Wednesday, May 1, 2013

Happy Bicycling Month!

Bike Whiz by paynehollow
Bike Whiz, a photo by paynehollow on Flickr.

An 80-year old man goes to the doctor for a checkup.

The doctor is amazed at what good shape the guy is in and asks,"How do you stay in such great physical condition?"

I'm a cyclist," says the old guy, "and that's why I'm in such good shape. I'm up well before daylight and out and ride my bicycle."

" Well," says the doctor, "I'm sure that helps, but there's got to be more to it. How old was your dad when he died?"

"Who said my dad's dead?"

The doctor is amazed. "You mean you're 80 years old and your dad's still alive. How old is he?"

"He's 100 years old," says the old cyclist. "In fact he rode with me this morning, and that's why he's still alive . . . he's a cyclist, too."

"Well," the doctor says, "that's great, but I'm sure there's more to it than that. How about your dad's dad? How old was he when he died?"

"Who said my grandpa's dead?"

Stunned, the doctor asks, "You mean you're 80 years old and your grandfather's still living! Incredible! How old is he?!"

"He's 118 years old," says the old cyclist.

The doctor is getting frustrated at this point, "So, I guess he went bike riding with you this morning too?"

"No. Grandpa couldn't go this morning because he's getting married today."

At this point the doctor is close to losing it.

"Getting married!! Why would a 118 year-old guy want to get married?"

"Who said he wanted to?"


Marshall Art said...

Good joke.

Geoffrey Kruse-Safford said...

A priest is hearing confessions. The little door slides to one side and an elderly man's voice croaks, "Forgive me, Father, for I have sinned."

The priest says, "What sins have you committed?"

The voice says, "First, let me tell you my story. I'm 89 years old. Just last year I lost my wife of 67 years. She was the love of my life, and I was faithful and respectful all our life together."

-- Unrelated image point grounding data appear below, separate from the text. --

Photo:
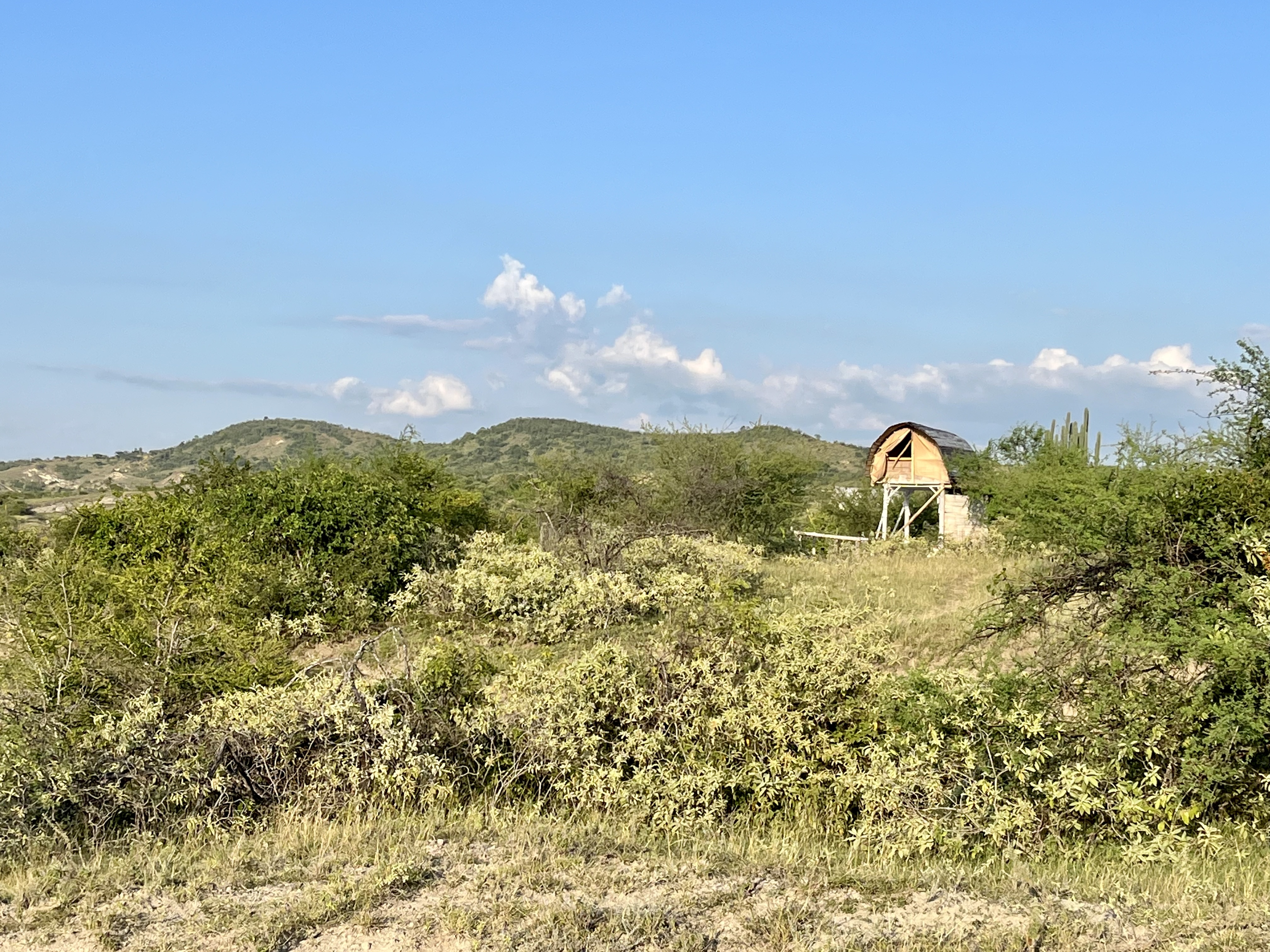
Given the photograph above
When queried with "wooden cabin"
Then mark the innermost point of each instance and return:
(908, 457)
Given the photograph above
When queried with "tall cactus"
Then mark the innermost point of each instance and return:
(1076, 436)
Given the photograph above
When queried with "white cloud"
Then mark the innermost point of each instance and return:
(343, 386)
(639, 353)
(707, 366)
(432, 397)
(571, 380)
(1055, 359)
(1174, 357)
(573, 306)
(518, 291)
(406, 323)
(639, 346)
(614, 296)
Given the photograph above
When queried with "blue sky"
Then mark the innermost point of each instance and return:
(832, 216)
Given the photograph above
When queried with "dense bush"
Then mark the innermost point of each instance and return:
(731, 485)
(525, 592)
(758, 710)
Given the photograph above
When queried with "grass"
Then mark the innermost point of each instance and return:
(923, 598)
(512, 878)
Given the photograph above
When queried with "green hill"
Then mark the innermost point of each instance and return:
(263, 442)
(506, 451)
(510, 449)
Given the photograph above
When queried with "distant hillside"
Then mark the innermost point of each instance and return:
(505, 451)
(263, 442)
(510, 449)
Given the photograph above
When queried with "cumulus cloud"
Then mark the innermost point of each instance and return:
(409, 323)
(432, 397)
(573, 306)
(1055, 359)
(518, 291)
(614, 296)
(638, 356)
(867, 398)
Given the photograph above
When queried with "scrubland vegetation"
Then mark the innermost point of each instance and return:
(619, 706)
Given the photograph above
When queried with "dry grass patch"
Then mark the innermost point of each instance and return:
(523, 881)
(924, 600)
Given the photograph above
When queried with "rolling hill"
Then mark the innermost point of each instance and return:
(503, 451)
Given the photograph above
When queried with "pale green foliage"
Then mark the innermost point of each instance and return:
(322, 742)
(519, 589)
(675, 735)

"That's wonderful," says the priest.

"I decided last night to end my mourning period, so I went out to have a drink. I ended up going home and having sex with two 19 year old women at the same time."

"My goodness!" The priest is taken aback. "When was your last confession?"

"I've never been to confession, Father," the old man said. "In fact, I'm not even Catholic."

"Well, why are you telling me this?"

The old man chuckles. "Are you kidding? I'm telling everybody!"

Bubba said...

I'm usually not this dense, but I don't get it, Dan.

Dan Trabue said...

You see, grandpa is so virile and healthy, that he's done got himself a girlfriend pregnant, and HAS to get married...

Bubba said...

But what does procreation have to do with marriage? :)

Marshall Art said...

A priest, a minister and a rabbi each have their houses of worship on corners of the same intersection. They all are dealing with a squirrel infestation problem on the properties and decide to use their faiths to deal with it. After a month or two they get together to discuss the results.

The minister says, "I gave those squirrels my best fire and brimstone sermon, but they didn't seem to care. They're still all over the place."

The rabbi says, "I circumcised every one I could catch. It made them angry, but they didn't leave."

The priest says, "I baptized them."

"What good did that do?" the others asked him.

"Now that they're Catholic, they only show up on Christmas and Easter."